Agilent may have a mount that attaches to the GC.
All of our traps are horizontal, the engineers placed them that way.
There's always this style that's designed to sit on a bench

https://www.restek.com/catalog/view/3445/22019

I've never used one, but have a few bases(with dead traps) kicking around branded Restek, Varian, and possibly a few other brands.

I wouldn't be too worried personally about the trap orientation, but at the same time if you do think it's important and you can't put mounts in place yourself, is it possible to have the people who ARE allowed to do it come in and do it?

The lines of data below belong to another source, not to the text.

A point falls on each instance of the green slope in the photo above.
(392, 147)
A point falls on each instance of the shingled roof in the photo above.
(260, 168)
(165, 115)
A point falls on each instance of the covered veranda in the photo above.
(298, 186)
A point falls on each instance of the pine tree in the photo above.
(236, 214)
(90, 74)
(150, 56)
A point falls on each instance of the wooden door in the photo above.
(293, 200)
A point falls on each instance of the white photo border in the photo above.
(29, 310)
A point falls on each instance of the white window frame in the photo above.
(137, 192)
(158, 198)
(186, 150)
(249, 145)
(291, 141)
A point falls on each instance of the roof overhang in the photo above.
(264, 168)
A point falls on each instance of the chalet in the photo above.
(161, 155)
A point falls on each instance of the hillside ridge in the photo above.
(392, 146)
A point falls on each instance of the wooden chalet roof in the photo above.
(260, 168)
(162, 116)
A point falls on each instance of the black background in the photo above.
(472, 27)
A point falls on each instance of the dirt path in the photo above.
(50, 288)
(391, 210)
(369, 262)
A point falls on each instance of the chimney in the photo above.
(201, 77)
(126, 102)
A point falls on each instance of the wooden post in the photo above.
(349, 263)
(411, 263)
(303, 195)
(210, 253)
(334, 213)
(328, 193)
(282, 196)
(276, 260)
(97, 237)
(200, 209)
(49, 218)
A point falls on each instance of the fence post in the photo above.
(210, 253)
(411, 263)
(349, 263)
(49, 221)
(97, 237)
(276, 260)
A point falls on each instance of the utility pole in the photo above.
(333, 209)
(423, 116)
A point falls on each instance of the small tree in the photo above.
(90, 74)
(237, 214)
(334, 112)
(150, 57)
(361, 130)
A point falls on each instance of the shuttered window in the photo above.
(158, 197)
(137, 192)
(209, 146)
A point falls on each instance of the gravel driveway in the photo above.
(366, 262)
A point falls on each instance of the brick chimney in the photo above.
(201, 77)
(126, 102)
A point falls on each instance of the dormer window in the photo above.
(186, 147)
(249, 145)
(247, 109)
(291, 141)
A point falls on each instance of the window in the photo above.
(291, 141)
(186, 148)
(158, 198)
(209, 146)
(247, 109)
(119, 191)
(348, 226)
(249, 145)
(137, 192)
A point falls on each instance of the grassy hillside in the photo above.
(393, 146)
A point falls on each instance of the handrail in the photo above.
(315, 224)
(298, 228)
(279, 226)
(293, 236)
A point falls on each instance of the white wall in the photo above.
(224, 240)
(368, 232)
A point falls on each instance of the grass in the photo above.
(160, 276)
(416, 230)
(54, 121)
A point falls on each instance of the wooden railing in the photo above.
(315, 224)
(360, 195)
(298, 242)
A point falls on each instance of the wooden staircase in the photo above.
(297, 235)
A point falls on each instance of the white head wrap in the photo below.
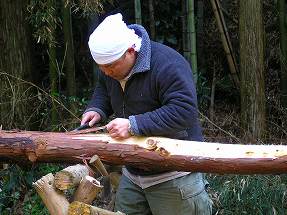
(111, 39)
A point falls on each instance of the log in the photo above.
(88, 190)
(149, 153)
(55, 200)
(95, 162)
(79, 208)
(70, 177)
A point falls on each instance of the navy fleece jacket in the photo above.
(159, 97)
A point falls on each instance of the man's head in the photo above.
(113, 47)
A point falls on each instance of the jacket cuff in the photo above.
(134, 125)
(99, 111)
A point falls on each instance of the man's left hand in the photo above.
(119, 128)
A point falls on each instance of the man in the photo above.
(149, 89)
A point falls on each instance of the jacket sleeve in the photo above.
(100, 101)
(176, 92)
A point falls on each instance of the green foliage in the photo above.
(258, 194)
(43, 20)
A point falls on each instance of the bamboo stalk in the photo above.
(192, 37)
(226, 42)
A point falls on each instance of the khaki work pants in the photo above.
(180, 196)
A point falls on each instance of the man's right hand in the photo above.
(92, 117)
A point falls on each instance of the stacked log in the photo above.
(87, 188)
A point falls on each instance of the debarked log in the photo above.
(148, 153)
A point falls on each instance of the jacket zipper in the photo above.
(124, 97)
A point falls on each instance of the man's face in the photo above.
(120, 68)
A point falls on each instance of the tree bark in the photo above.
(252, 68)
(152, 153)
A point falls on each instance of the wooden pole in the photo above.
(152, 153)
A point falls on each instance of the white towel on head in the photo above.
(111, 39)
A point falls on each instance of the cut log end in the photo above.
(79, 208)
(55, 201)
(70, 177)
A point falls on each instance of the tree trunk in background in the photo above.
(252, 68)
(151, 19)
(283, 50)
(138, 13)
(15, 60)
(69, 54)
(53, 66)
(192, 38)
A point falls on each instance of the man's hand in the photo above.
(92, 117)
(119, 128)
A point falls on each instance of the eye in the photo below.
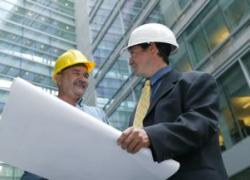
(86, 75)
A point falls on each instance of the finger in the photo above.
(137, 148)
(131, 146)
(133, 136)
(123, 136)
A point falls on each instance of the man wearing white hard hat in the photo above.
(71, 73)
(177, 114)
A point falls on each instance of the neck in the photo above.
(157, 67)
(68, 99)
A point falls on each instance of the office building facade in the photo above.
(213, 37)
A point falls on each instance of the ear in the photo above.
(153, 48)
(58, 79)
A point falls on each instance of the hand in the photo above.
(133, 139)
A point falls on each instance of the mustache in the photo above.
(81, 83)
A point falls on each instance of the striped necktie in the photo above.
(142, 106)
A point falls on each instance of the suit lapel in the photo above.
(168, 82)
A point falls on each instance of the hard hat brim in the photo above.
(89, 64)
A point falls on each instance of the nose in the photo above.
(131, 61)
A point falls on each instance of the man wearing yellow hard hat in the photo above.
(71, 73)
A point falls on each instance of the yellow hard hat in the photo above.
(70, 58)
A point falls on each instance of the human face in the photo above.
(73, 81)
(140, 60)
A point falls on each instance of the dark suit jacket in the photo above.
(182, 124)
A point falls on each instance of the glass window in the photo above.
(198, 46)
(121, 116)
(180, 60)
(246, 61)
(235, 11)
(216, 30)
(234, 103)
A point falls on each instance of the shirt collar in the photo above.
(159, 74)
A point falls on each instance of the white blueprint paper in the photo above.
(44, 135)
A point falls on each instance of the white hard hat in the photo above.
(152, 32)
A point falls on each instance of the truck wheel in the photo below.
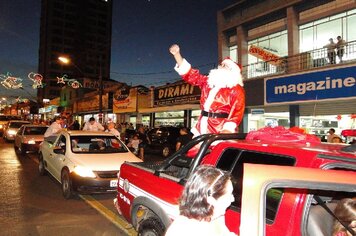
(166, 151)
(41, 167)
(151, 227)
(66, 185)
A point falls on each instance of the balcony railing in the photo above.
(299, 62)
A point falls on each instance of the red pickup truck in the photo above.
(148, 193)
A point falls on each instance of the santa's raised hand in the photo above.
(175, 51)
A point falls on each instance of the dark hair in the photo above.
(184, 129)
(345, 210)
(204, 182)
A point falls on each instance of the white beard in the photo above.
(223, 78)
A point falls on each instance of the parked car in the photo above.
(84, 161)
(163, 140)
(29, 137)
(328, 186)
(150, 203)
(11, 129)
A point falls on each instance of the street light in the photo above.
(66, 60)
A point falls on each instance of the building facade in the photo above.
(79, 30)
(293, 76)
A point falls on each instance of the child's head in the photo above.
(346, 212)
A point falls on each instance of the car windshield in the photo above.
(17, 124)
(35, 130)
(97, 144)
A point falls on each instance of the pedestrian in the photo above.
(144, 141)
(134, 144)
(75, 125)
(54, 128)
(111, 129)
(345, 211)
(222, 99)
(330, 47)
(184, 138)
(93, 125)
(331, 135)
(203, 203)
(340, 47)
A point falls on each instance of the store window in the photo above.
(146, 120)
(261, 50)
(169, 118)
(258, 121)
(315, 35)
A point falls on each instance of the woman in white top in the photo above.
(92, 125)
(205, 198)
(54, 128)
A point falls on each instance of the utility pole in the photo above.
(100, 93)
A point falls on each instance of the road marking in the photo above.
(108, 214)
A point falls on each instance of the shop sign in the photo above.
(176, 94)
(125, 100)
(95, 84)
(257, 111)
(264, 55)
(321, 85)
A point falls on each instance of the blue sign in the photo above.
(320, 85)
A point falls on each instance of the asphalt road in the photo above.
(31, 204)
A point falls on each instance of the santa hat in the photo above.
(233, 67)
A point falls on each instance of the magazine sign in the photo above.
(321, 85)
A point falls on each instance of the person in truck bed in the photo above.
(222, 99)
(205, 198)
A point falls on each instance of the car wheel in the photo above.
(166, 151)
(41, 166)
(23, 149)
(151, 227)
(66, 185)
(16, 148)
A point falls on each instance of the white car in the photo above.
(11, 129)
(84, 161)
(325, 189)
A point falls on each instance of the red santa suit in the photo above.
(222, 98)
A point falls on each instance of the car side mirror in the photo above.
(59, 150)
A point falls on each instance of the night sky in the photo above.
(142, 32)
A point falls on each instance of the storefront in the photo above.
(174, 105)
(289, 80)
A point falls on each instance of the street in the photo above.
(33, 205)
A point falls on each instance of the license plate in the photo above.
(113, 183)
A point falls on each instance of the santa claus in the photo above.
(222, 100)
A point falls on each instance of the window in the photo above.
(233, 160)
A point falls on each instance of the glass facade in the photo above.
(277, 44)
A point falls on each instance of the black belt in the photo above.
(214, 115)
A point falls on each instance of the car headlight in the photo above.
(11, 132)
(84, 172)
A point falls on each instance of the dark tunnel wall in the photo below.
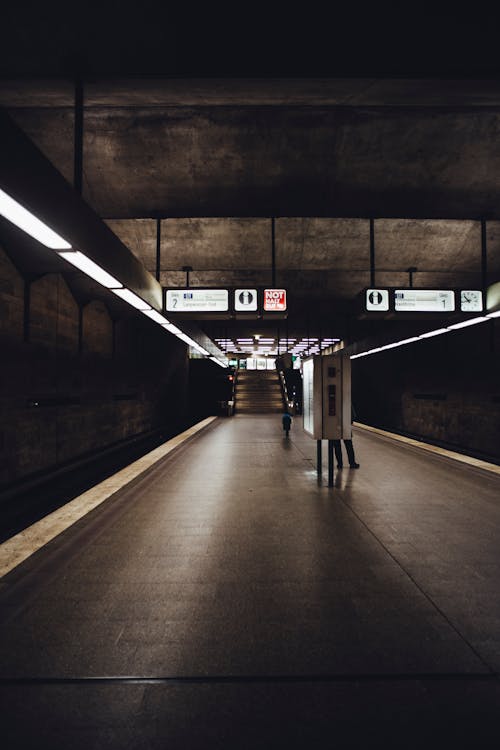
(445, 390)
(70, 387)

(personally, I hate having traps mounted to the wall, as it's just something else to have to deal with when it comes time to change them-although mine last a REALLY long time given how good the gas quality I get these days is)
I use a ring stand and a c-clamp to hold mine vertical. My RESTEK Hydrogen trap is only about 1.5" in diameter.
For the Big Universal Trap I normally use as short a piece of tubing I can to attach it to the back of the Agilent GC. With the port being at the top of the back of the GC this holds the trap upright, the bottom I just come out with the tubing and make a 90 degree turn at bench level and use that to support the bottom, just make sure it is a gentle bend and not an extreme right angle. The tubing will hold the trap in place.

I always heard keep them vertical so that if there is any settling of the adsorbent it won't form a channel at the top that lets the gas bypass the adsorvent, and if the flow is vertical up, then it is less likely to compress the packing tighter and restrict flow.
The past is there to guide us into the future, not to dwell in.